Footnote 1 Although Gillespie alleges in her brief that she requested a continuance and made the trial court “fully aware of the fact that the only mailing she received, four days before the hearing, was the mailing sent via regular mail,” we do not have before us any written motion for continuance or the reporter's record from the hearing to substantiate her claims.
Footnote 2 We recognize Gillespie is a pro se appellant; however, pro se litigants are held to the same standards as licensed attorneys and must comply with all applicable laws and rules of procedure. Hope's Fin. Mgmt. v. Chase Manhattan Mortgage Corp., 172 S.W.3d 105, 107 (Tex. App.-Dallas 2005, pet. denied). Thus, on appeal the pro se appellant must properly present her case. Decker v. Dunbar, 200 S.W.3d 807, 809 (Tex. App.-Texarkana 2006, pet. denied).
Footnote 3 The affidavit specifically states it is made “for the purpose of declaring the incidents of statutory and contractual compliance of the entity or entities set forth herein. . . .”
. . .
 
 
3. . . . [P]roper notice was sent prior to the acceleration of the Debt.
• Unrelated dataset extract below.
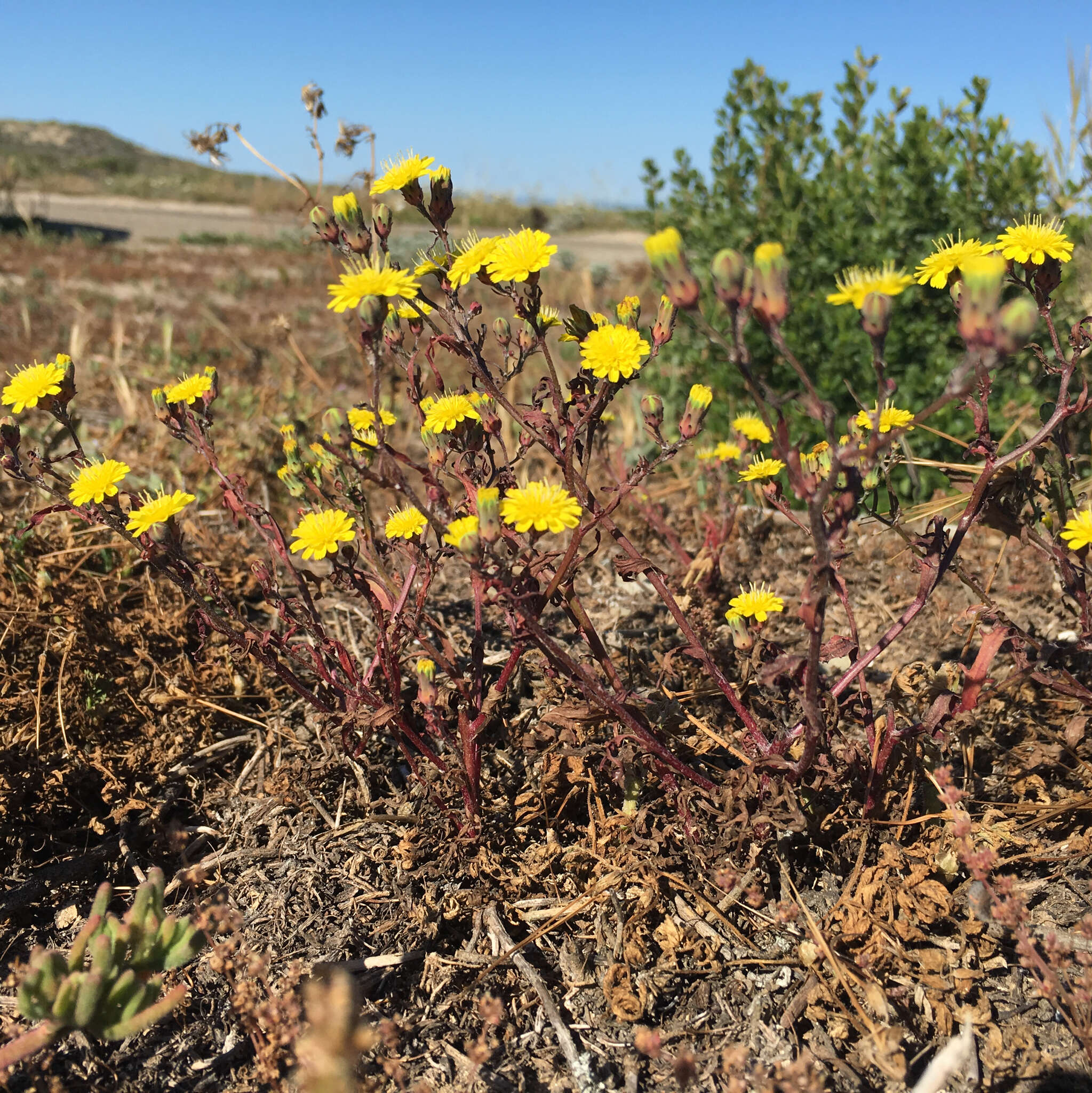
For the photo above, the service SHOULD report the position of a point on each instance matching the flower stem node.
(733, 281)
(770, 303)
All obligations and duties of the Mortgagee or the Mortgage Servicer were performed in the manner required by law and all notices were served on the Debtor at the Debtor's last known address as shown by the records of the Mortgagee or the Mortgage Servicer prior to acceleration of the debt.
 
 
 
4. I, . . ., did, at least twenty-one days preceding JULY 5, 2005, the date of the sale made by the Trustee, serve written notice of the proposed sale, by certified mail, on each debtor obligated to pay such indebtedness according to the records of the Mortgagee or the Mortgage Servicer, by depositing a copy of the Notice of Non-Judicial Foreclosure Sale (“Notice of Sale”), enclosed in a postage prepaid wrapper, properly addressed to each such debtor at such debtor's most recent address as shown by the records, . . . , in a post office or official depository under the care and control of the United States Postal Service; and further did at least twenty-one (21) days preceding the date of said sale cause to have posted a signed copy of the Notice of Sale at the Courthouse door of the county courthouse of DALLAS county, Texas . . . . Further: said foreclosure sale began no later than three (3) hours after the earliest time set forth in the Notice of Sale and was held in the area specified in the Notice of Sale.
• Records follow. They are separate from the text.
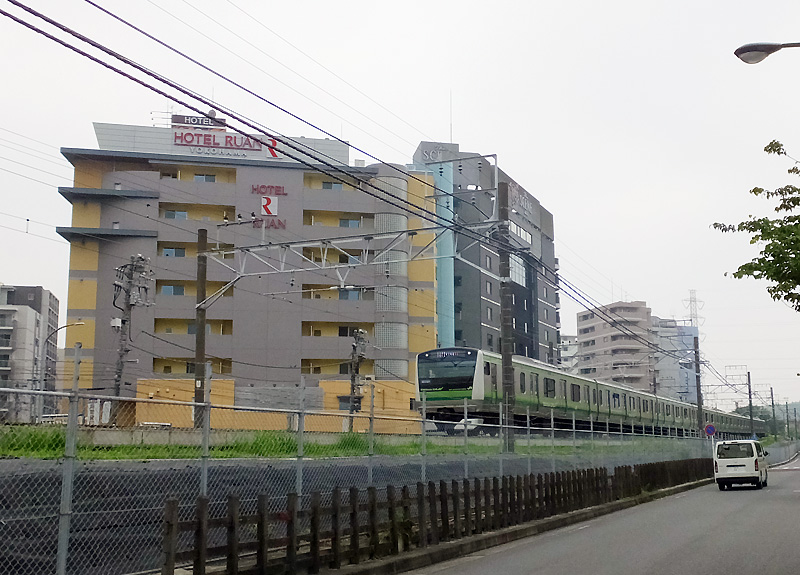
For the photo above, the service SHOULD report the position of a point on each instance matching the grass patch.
(49, 443)
(43, 443)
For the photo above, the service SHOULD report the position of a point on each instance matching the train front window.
(443, 370)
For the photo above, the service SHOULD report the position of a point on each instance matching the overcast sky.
(631, 121)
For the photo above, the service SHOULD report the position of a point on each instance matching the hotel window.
(191, 328)
(517, 270)
(349, 294)
(172, 290)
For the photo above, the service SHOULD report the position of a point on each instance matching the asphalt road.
(703, 531)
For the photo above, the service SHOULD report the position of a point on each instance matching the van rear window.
(734, 450)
Footnote 4 Although Gillespie alleged the certified mail receipts attached to Midland's notices are “blatant forgeries,” she failed to object to any of Midland's evidence prior to or during the summary judgment hearing. Cantu v. Horany, 195 S.W.3d 867, 871 (Tex. App.-Dallas 2006, no pet.) (noting as a prerequisite to presenting a complaint for review, the record must show a timely objection was made to the trial court). Because she failed to properly preserve any alleged argument regarding forged documents, we do not consider it on appeal. Tex. R. App. P. 33.1(a).